Is there any tool that can do the change in the data layout of the model or I have do to the change in the Tensorflow code of the model manually?

It depends on the framework you are using.

Why is only the NCWH layout supported by the TVM quantization?

It would be good to support both layouts. Contributions are welcomed.

Is there any tool that can do the change in the data layout of the model or I have do to the change in the Tensorflow code of the model manually?

It depends on the framework you are using.

Tensorflow is the one I am using. Are you aware of any framework for the layout transformation?

Also, regarding my other question on x86. Is one layout more convenient for GPUs vs CPUs?

Thanks

Yes layout can affect efficiency of memory access.
In GPU it is NCHW or NCHW4c. In CPU it is NCHW[c].
You need to benchmark to decide which layout is best.

Hi @vinx13

Could you confirm please if only the NCHW layout can be quantized and not NHWC?

Thanks

Yes only NCHW for now

Ok, it would then nice to put an assertion in the quantization pass to make this point clear as it happens in AutoTVM which shows an assertion saying that NHWC is not supported.

@vinx13 I was wondering if you could tell me what is the best approach to select the global scale and if is better to use the global scale or local scale?. Also could you tell me how to set local scales, I have not been able to find how to do that?

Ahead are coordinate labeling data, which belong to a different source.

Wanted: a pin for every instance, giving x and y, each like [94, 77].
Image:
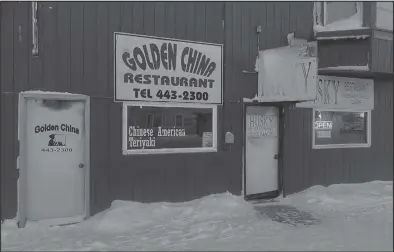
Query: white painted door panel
[262, 144]
[55, 149]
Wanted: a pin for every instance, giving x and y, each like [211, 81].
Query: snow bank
[351, 217]
[125, 216]
[346, 197]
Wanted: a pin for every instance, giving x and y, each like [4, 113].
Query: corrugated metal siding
[382, 55]
[305, 167]
[76, 55]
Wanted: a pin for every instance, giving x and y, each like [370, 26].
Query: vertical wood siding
[382, 55]
[76, 55]
[305, 167]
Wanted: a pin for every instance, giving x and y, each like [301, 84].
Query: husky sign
[167, 70]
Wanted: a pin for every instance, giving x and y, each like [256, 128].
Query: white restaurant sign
[169, 70]
[342, 93]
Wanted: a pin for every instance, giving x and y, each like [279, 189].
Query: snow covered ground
[339, 217]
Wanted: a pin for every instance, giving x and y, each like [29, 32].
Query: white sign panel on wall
[167, 70]
[342, 93]
[284, 75]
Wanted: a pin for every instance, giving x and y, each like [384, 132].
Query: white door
[262, 146]
[55, 176]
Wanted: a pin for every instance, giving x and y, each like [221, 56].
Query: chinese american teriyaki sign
[169, 70]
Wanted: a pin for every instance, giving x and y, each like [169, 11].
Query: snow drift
[351, 217]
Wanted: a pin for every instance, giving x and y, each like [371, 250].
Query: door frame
[281, 124]
[21, 159]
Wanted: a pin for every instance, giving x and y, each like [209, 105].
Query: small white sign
[167, 70]
[207, 139]
[283, 75]
[323, 133]
[342, 93]
[322, 125]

For global scale, as we prefer power-of-2 scale, there are only a few candidates (4, 8, 16, …), you can try it on the dataset.
For local scales, you can take a look of this script https://gist.github.com/vinx13/6f1eb1f9e2c0a8786149ee881bfcd6aa , which use KL-divergence to compute the scale. (this script is out-dated, I will update it soon)

Hi @vinx13

It would be great to have this script updated, thanks for that!. Is there any documentation on local scales on TVM? Also, I was wondering if you could clarify me a bit about the differences and pros and cons of local vs global scale?

Thanks!